If you’ve any tartan in your wardrobe, now’s the time to dig it out and fire up that cèilidh playlist. The 25th of January has rolled round once again and it’s time for Burns Night, the annual celebration of the poet Robert Burns.
This usually involves a Burns Supper of haggis, neeps and tatties, accompanied by poetry addressing said ‘great chieftain o’ the puddin’-race’ and a recital of the Selkirk Grace. If you’re enjoying the traditional meal, you may also want a dram or two of whisky to accompany it. Or, for a change, some Scottish rum.
But what if you’re more of a gin drinker? You might think of whisky as Scottish and gin as English but distillers in both nations have been busy turning that on its head for years now. Scotland boasts a wealth of innovative gin distillers putting out gins that celebrate botanical ingredients found north of the border.
Aberdeenshire micro-distillery Little Brown Dog Spirits is a great example. Its founders bring a deep knowledge to their distilling or, as they put it, ‘intense geekery’. Each bottle of its excellent Aberdeenshire Foraged Gin has a ‘Scan yer Dram’ QR code, allowing drinkers to see where the ingredients for that particular batch were grown — accurate to within three metres. (Though they do keep the source of their local juniper a secret.) The gin contains surprising ingredients such as parsnip and bee pollen. And why not, if it tastes good?
Or head into Aberdeen itself, where, since 2009, the House of Botanicals has produced not just its thoroughly excellent Old Tom Gin but a whole range of others, plus cocktail bitters, aperitifs and digestifs. There are maple and raspberry versions of the Old Tom, plus an ABZ Dry Gin that is both distilled and compounded to extract the optimum flavour from its botanicals.
Naturally, there are also whisky distillers who turn out gin as a sideline. Sometimes these spirits can be excellent in their own right; The Botanist Islay Dry Gin from Bruichladdich Distillery, for example. Another to try is Caorunn Gin, which is distilled at Speyside’s Balmenach Distillery using a copper berry chamber for its signature rowan berries.
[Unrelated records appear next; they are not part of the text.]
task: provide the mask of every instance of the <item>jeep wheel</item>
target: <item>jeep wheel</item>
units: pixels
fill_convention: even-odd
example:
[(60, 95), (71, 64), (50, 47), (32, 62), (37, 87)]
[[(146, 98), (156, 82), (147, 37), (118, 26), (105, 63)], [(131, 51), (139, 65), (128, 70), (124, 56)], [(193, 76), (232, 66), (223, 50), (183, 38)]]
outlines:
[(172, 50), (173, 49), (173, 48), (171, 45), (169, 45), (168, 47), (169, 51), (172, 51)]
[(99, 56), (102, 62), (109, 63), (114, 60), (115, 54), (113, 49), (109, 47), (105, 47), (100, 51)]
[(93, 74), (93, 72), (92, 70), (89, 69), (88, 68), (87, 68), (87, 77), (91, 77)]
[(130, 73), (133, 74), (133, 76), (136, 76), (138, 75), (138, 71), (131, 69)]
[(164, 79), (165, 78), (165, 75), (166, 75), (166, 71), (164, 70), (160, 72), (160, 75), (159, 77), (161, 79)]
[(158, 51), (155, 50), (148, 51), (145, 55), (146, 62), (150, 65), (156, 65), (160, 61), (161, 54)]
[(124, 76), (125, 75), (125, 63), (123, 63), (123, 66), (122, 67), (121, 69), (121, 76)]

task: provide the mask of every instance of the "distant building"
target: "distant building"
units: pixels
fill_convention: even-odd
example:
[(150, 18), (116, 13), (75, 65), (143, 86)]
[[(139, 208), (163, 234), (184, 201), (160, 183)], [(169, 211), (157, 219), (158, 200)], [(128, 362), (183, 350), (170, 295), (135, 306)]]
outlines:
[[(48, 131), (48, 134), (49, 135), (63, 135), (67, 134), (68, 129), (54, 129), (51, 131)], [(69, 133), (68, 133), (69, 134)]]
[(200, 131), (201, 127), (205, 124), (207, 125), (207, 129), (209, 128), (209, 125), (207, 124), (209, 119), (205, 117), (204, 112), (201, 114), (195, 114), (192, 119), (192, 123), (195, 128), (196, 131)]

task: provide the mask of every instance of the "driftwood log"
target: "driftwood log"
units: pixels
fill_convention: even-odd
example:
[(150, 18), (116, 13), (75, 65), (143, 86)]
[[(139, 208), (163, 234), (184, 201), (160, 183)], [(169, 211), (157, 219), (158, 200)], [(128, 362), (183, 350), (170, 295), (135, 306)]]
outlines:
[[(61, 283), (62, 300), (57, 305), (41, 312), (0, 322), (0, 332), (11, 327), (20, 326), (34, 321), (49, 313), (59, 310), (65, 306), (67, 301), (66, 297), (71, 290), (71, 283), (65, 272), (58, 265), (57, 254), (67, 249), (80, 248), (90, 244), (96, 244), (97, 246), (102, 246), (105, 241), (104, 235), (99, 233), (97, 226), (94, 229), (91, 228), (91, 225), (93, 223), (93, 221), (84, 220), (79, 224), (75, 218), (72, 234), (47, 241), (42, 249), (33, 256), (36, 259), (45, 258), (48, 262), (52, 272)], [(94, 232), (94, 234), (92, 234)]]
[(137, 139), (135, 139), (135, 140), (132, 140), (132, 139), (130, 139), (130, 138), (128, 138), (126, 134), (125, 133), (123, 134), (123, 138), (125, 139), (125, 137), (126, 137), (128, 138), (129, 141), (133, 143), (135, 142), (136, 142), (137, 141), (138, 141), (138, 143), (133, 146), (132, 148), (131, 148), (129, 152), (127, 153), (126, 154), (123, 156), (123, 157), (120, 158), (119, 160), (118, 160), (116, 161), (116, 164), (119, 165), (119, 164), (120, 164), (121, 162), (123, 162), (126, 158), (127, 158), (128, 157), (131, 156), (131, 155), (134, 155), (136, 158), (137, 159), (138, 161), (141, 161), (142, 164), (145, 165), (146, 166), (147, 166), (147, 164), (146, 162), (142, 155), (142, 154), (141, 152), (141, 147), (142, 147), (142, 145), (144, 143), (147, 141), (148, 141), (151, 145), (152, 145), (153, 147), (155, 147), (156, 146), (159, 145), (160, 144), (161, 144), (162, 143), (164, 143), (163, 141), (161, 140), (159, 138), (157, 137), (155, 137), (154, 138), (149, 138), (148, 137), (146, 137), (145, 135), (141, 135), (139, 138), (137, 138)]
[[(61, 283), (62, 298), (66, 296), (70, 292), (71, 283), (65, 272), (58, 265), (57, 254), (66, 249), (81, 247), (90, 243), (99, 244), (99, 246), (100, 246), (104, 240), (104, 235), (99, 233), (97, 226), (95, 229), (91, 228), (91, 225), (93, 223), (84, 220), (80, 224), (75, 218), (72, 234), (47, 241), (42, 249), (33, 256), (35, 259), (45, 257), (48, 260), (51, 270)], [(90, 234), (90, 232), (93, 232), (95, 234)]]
Read on for five of the best Scottish gins for Burns Night and beyond. And before you go, here’s a bonus tip: if you happen to be heading to France imminently, look out for Titans, a gin tourbé (peated gin) from Maison Victors. It may not be Scottish but it’s a suitably smooth and smoky delight with which to toast the auld alliance.
Five Scottish gins to try
Isle of Harris Gin
Want to sharpen your appetite with a pre-dinner Martini? This elegant and lightly savoury gin from the Outer Hebrides is hard to beat. It’s made with sea kelp gathered by hand from local sea-lochs, which gives it a gentle maritime edge. This is rounded off by citrus, spice and a good whiff of juniper, all of which helped it to a score of 91 points and a silver medal at the 2023 IWSC. The bottle is gorgeous too, winning an IWSC award for design – it’s far too nice to throw away. Luckily they sell recyclable aluminium refills.
£44, 45% abv, harrisdistillery.com
Electric Spirit Co. Achroous Gin
If Burns Night can get a bit too traditional for your taste, shake it up with a gin that’s less 1800s Balmoral and more modern Scotland — vibrant, colourful and even a little bit feisty. This one’s an earthy, peppery stunner. It has bright citrus, Sichuan pepper zing and finishes long with aniseed warmth. It mellows in a G&T but is electric (fitting, given the name of the brand) in a Negroni.
£36, 41% abv, electricspirit.co.uk
Rock Rose Navy Strength Gin
A Burns Supper isn’t always the most delicate of dishes. You might want a gin with a bit more oomph to stand up to the haggis and cut through all that rib-sticking goodness. This navy strength gin from Rock Rose opens with a warming whack of pine softened by lemon sherbet. It also has distinctive berry flavours from bilberry, rowan and hawthorn to bring some bright refreshment to your palate.
£43, 57% abv, dunnetbaydistillers.co.uk
Height of Arrows Heavy Gin
Distilled in Edinburgh with a whisky-maker’s mindset, this has had all the usual botanical embellishments stripped away. Instead, you are invited to concentrate on its texture and the nuances coaxed from just three flavourings: juniper, beeswax and sea salt. It comes in standard and bright expressions as well as the heavy, which will better complement a Burns Supper, with its more robust and roasted juniper.
£38, 46% abv; holyrooddistillery.co.uk
Edinburgh Gin Raspberry Gin
This flavoured gin is perfect to sit alongside cranachan as Burns Night eating winds down. The distillers behind it have been at work in Scotland’s capital since 2010 and only ever use 100% natural flavours. Stir it up into a Bee’s Knees, a cocktail with honey and lemon juice, and you’ll be onto a winner.